Steven Guilbeault a ajouté que le gouvernement fédéral est très loin d'avoir une vision similaire à celle de la Californie, qu'il disait prendre comme modèle. Ça fait 20 ans, dit-il, que les constructeurs dérogent à tour de rôle aux normes «volontaires» sur la consommation d'essence. Pourquoi cela changerait-il soudainement?

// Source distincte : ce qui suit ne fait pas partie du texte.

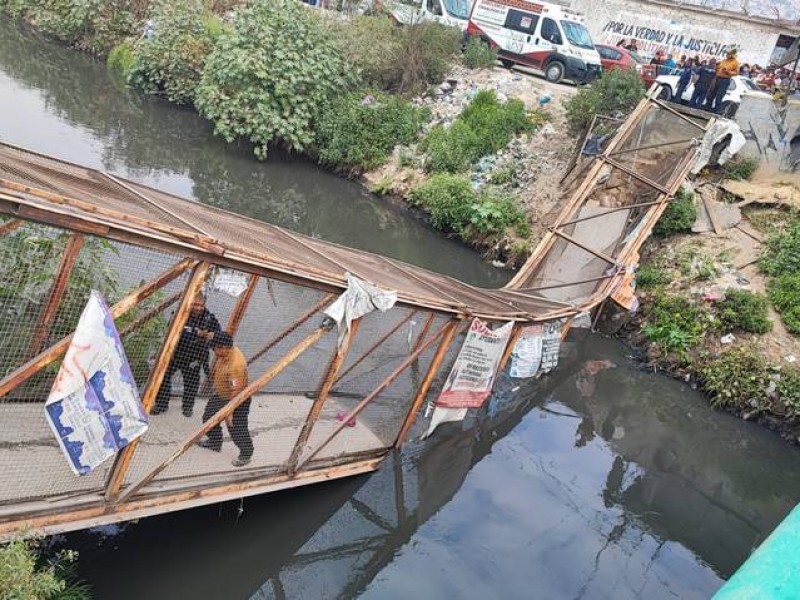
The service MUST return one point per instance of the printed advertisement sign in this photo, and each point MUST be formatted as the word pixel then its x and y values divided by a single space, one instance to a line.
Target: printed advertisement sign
pixel 94 407
pixel 471 379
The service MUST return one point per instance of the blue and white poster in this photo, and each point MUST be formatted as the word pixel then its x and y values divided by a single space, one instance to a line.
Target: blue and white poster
pixel 94 406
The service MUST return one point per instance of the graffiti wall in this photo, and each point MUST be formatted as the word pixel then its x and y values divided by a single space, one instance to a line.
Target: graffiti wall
pixel 678 31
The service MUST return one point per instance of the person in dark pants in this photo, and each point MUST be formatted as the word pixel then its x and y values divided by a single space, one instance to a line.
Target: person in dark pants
pixel 229 379
pixel 705 76
pixel 687 71
pixel 725 70
pixel 191 355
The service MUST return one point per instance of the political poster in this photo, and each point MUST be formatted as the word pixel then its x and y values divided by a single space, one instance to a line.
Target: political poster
pixel 94 407
pixel 472 376
pixel 527 354
pixel 551 345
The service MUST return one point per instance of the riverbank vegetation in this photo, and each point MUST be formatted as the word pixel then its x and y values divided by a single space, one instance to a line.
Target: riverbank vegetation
pixel 26 573
pixel 734 337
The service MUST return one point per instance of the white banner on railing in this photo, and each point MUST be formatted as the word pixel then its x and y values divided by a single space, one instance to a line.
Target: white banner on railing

De son côté, Matthew Bramley estime que l'entente «déresponsabilise l'industrie» car la base des calculs pour valider les réductions pourra être modifiée en cours de route si des impondérables modifient les ventes des constructeurs. Et, a-t-il ajouté, l'entente prévoit de calculer les émissions de véhicules en fonction des émissions de gaz à effet de serre, lesquels sont fort nombreux: il s'agit, a-t-il dit, d'un étalon beaucoup plus flou que la consommation d'essence. Enfin, a-t-il affirmé, l'entente manque de transparence car le rapport annuel sera rédigé par des représentants du gouvernement et de l'industrie, sans la présence de scientifiques indépendants.